In this interview podcast Novartis’ CEO Vas Narasimhan explains that the company organized a high-tech control center for monitoring and planning all of their clinical trials in the world, where AI is predicting patient enrollment statistics, and assessing possible quality issues -- all this based on ten years of historical data for previous clinical trials, as well as new data coming from 400-500 clinical trials conducted every year, available to train the AI models to become valuable.
So again, the abundance of quality data and a relatively quick validation cycle allows for an immediate success of AI application in assisting clinical trial operations.
AI (primarily deep neural nets) is a transformative technology in many ways, which is validated by numerous practical applications outside the pharmaceutical industry.
AI is increasingly being adopted by the pharmaceutical industry and it is already showing measurable value for a number of use cases, including search and ontology building, augmenting mundane research tasks, controlling clinical trials etc.
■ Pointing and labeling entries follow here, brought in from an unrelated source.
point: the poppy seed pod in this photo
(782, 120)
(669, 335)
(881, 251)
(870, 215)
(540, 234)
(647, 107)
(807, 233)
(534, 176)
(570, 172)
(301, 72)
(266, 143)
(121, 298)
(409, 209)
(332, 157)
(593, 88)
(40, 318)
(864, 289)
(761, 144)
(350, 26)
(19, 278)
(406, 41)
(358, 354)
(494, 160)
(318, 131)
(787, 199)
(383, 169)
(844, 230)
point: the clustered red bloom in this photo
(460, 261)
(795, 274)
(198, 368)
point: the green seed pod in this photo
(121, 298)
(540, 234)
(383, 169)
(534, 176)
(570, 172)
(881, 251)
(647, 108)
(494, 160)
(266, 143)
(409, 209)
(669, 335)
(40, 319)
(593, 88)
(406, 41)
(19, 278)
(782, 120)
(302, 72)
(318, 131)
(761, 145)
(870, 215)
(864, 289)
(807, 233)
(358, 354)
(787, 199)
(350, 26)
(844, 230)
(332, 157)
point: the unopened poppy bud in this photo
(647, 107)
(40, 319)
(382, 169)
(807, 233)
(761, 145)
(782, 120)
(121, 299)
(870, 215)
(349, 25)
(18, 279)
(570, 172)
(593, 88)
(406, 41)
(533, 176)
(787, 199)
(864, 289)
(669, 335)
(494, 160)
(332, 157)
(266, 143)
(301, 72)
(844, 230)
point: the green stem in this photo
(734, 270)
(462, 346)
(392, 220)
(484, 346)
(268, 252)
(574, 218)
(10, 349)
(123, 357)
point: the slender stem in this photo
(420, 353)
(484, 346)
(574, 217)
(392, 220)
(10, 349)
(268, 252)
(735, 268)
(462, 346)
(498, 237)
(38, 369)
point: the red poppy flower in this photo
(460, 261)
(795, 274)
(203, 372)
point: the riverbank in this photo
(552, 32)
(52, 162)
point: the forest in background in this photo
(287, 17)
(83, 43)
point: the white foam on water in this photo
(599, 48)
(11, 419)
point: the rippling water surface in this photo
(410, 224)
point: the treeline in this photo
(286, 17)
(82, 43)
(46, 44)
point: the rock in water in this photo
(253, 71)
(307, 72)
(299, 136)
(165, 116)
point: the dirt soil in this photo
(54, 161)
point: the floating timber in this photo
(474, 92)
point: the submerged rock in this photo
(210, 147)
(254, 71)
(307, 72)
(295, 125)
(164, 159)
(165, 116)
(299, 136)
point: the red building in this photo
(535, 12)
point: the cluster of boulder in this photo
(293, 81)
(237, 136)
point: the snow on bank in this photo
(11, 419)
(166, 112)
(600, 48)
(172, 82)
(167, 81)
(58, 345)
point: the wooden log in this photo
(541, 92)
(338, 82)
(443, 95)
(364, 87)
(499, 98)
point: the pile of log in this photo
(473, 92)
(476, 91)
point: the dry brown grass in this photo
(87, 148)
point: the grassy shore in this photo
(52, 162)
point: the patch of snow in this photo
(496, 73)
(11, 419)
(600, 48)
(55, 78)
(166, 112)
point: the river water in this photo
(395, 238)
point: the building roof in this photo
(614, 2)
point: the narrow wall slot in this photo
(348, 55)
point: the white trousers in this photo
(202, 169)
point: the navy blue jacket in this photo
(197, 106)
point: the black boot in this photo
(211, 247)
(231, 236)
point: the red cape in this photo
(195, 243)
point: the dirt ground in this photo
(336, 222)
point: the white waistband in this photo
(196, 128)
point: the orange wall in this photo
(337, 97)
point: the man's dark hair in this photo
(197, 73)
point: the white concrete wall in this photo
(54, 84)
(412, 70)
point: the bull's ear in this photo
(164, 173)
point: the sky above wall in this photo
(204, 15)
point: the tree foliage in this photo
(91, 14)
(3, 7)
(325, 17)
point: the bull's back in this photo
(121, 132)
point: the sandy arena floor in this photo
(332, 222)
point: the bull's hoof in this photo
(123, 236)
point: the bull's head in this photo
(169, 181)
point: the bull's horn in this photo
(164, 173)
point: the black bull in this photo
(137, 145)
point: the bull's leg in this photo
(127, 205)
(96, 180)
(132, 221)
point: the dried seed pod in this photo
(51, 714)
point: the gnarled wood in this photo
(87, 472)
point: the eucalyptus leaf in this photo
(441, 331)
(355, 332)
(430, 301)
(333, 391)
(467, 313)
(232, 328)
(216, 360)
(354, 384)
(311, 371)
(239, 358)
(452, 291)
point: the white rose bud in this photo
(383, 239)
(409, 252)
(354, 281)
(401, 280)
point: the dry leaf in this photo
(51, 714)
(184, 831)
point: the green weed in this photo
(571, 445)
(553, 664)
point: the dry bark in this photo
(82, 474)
While for the more domain-specific tasks, like in preclinical drug discovery, AI is still in a validation stage as a game-changing solution, it might take 2-3 years for the FDA-quality results to emerge.
The fact that AI works staggeringly well for one use case does not necessarily mean it will work the same for another use case. Applicability depends (at least) on the abundance of clean and quality data to train models, and the ability to validate results efficiently.
As Amara's law states: “We tend to overestimate the effect of a technology in the short run and underestimate the effect in the long run”. Very true for the AI in pharmaceutical research.